ピリポは使徒ではありませんでした。『使徒の働き』の6章を見ると、使徒たちが祈りと御言葉の働きに専念するにあたって、それまでは使徒たちが携わっていた配給の働きを代わるため、ピリポと他の6名の者が選ばれています。つまり、御言葉よりも配給こそがピリポの主な働きであったのです。その彼が迫害によって散らされ、サマリヤへ行きました。それは当時のユダヤ人が宗教的・民族的に対立していたサマリヤ人がいた町です。配給の働きに専念していたピリポが、迫害の危険が迫る中、普通なら足を運ばないようなところへ行って、キリストを宣べ伝えたのです。

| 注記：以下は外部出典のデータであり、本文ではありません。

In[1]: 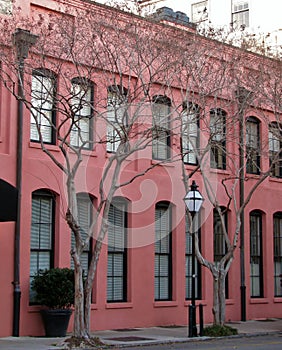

なぜピリポはサマリヤでキリストを宣べ伝えたのでしょうか。
それは、彼が主体的に生きたからです。「今、私は何をすべきか」ということを考え、祈りつつ決断し、行動したからです。強いられたからではありません。義務感からそうしたのでもありません。自分にできることを、精一杯やったまでのことです。どんな状況であろうと、「主が私に何らかの計画を持っておられるに違いない」と信じて、与えられた務めに励んだのです。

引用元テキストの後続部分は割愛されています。